La première partie de la route de Saint-Branchier à Orsière est pénible. C’est une de ces voies droites et ardues qui étonnent moins dans les Alpes que leurs sentiers gracieux et leurs riantes vallées. Orsière, dont les amateurs d’origines verbales ne seront pas embarrassés d’expliquer le nom, est un petit bourg que recommande l’antiquité de sa jolie église romane. Presque toutes celles qui parent le mont Saint-Bernard de leurs flèches élancées ont le même caractère. Il est évident que la fondation de Saint-Bernard de Menthon ne tarda pas à rallier autour d’elle de petites colonies chrétiennes qui remplacèrent peu à peu les établissemens du paganisme, dont la montagne présente encore des vestiges. De quelque siècle, de quelque pays, de quelque religion qu’il fût, l’homme n’a pu se soustraire à l’idée du Dieu tout-puissant, dans ces régions aériennes qui appartiennent plus au ciel qu’à la terre.
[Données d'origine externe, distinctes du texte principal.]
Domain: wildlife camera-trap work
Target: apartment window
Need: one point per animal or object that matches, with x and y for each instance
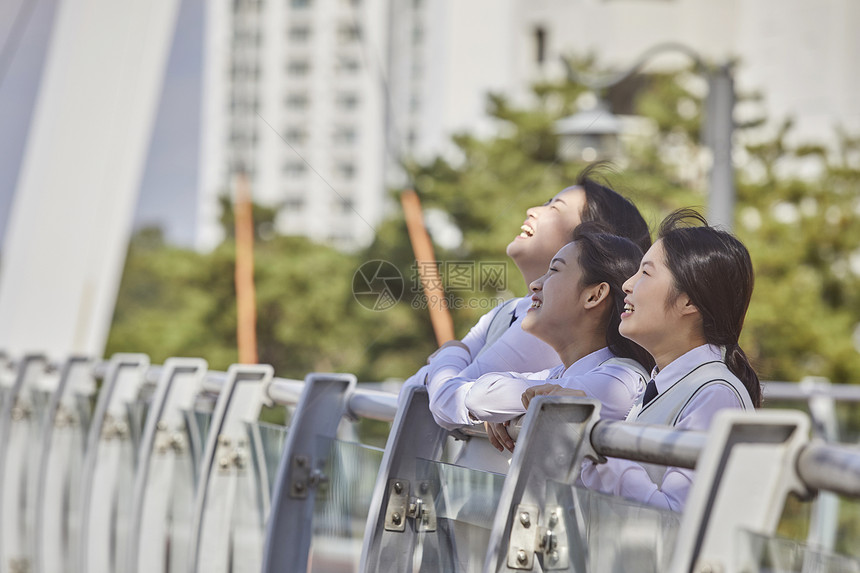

Avant d’arriver à Liddes, après avoir côtoyé long-temps de hauts rochers calcaires à plans verticaux et brillans, d’un aspect très-bizarre, on distingue au fond de la vallée, sur le bord du torrent dont on occupe alors la droite, un village que ses habitans n’ont pu parvenir à cacher tout-à-fait dans cet abîme. On connaît même son nom : il s’appelle Drance, comme les eaux qui arrosent ses tristes rivages, et qui ont probablement déterminé la station de bateliers, de pêcheurs et de bûcherons, qui reposent dans ce domaine des inondations et des avalanches, sur la foi de la Providence et de saint Bernard.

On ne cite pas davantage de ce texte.